REVIEW: The Nightman’s Odyssey- Tony Paul de Vissage

The Nightman's Odessy Book Cover The Nightman's Odessy
Tony Paul de Vissage
Action, Adventure, Historical Fantasy, Vampire
Epic Publishing
Dec !9, 2023
Kindle
397
Amazon

Listed in the Top 5 authors of supernatural fiction in the Critters Readers Poll (formerly the Preditors & Editors Readers Poll), Tony-Paul de Vissage brings his own flare to vampire romance in this sweeping tale.

Desperate to save the woman he loves, nobleman Damien LaCroix allows himself to be turned by a vampire, only to discover it comes at a higher cost than he ever expected.

A plague is killing Damien’s people. As he confronts his own mortality, he receives a dire message from his betrothed. The sickness has overtaken her family, and she fears it will take her next. The thought of losing her is unbearable. He seeks out a vampire to turn him so that he can save Antoinette.

But when Antoinette betrays him, she shatters his hopes of eternity together. He vows never to turn another and leaves France with his ancestral home burning in the distance. He travels across Europe, fighting as a mercenary for a time, and gets caught up in the French Revolution.

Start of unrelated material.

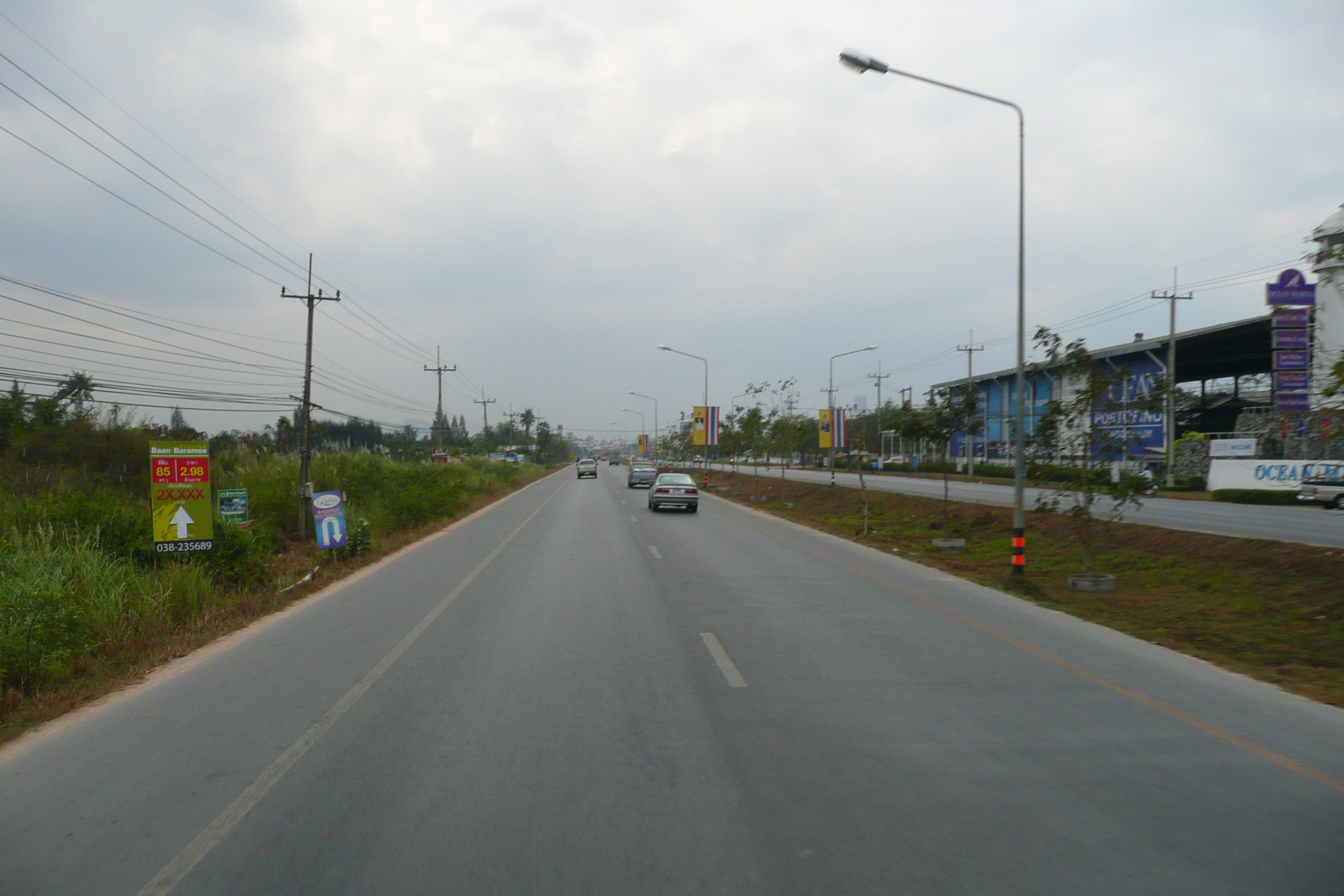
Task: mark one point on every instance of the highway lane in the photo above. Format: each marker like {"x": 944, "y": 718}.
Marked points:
{"x": 554, "y": 719}
{"x": 1300, "y": 524}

When he travels to the New World, he finds himself smitten again by a human woman, the kind he’d vowed to avoid. When Kate is accused of murder and likely to be hanged for her crimes, Damien faces a dire choice.

 

Review By Sherry Perkins.
Member of the Paranormal Romance Guild Review Team

“This time Damien wasn’t going to get his way.”—The Nightman’s Odyssey

Hold on to your horses, your hat and cloak or whatever, we’re going on a dark adventure. A very, very terrifying one! And I’m loving it, every morbidly fascinating and gory bit. This kind of story is something Tony Paul de Vissage does exceptionally well. It’s why I am such a devoted fan!

de Vissage is a lean writer. “The Nightman’s Odyssey” sentence structure is pared to essentials. This is especially effective in the horror genre. A staccato burst of facts that leave you enough room to imagine the worst. Because most assuredly, much worse is coming. If you’re talking about vampires, then you know there will be horror upon horror to follow.

What makes the terse prose even more effective is it’s befitting the main character, Damien Lacroix. Damien, an Early Medieval (aka, the Dark Ages) nobleman, expects to get what he wants, when he wants it—until the plague arrives. Pestilence strikes the love of his life, the virginal Antoinette. Knowing her death is inevitable, and with all hope lost, Damien stumbles across someone who can help him save his beloved Antoinette. Saving her comes at a cost though. One Damien could not have foreseen nor even imagined.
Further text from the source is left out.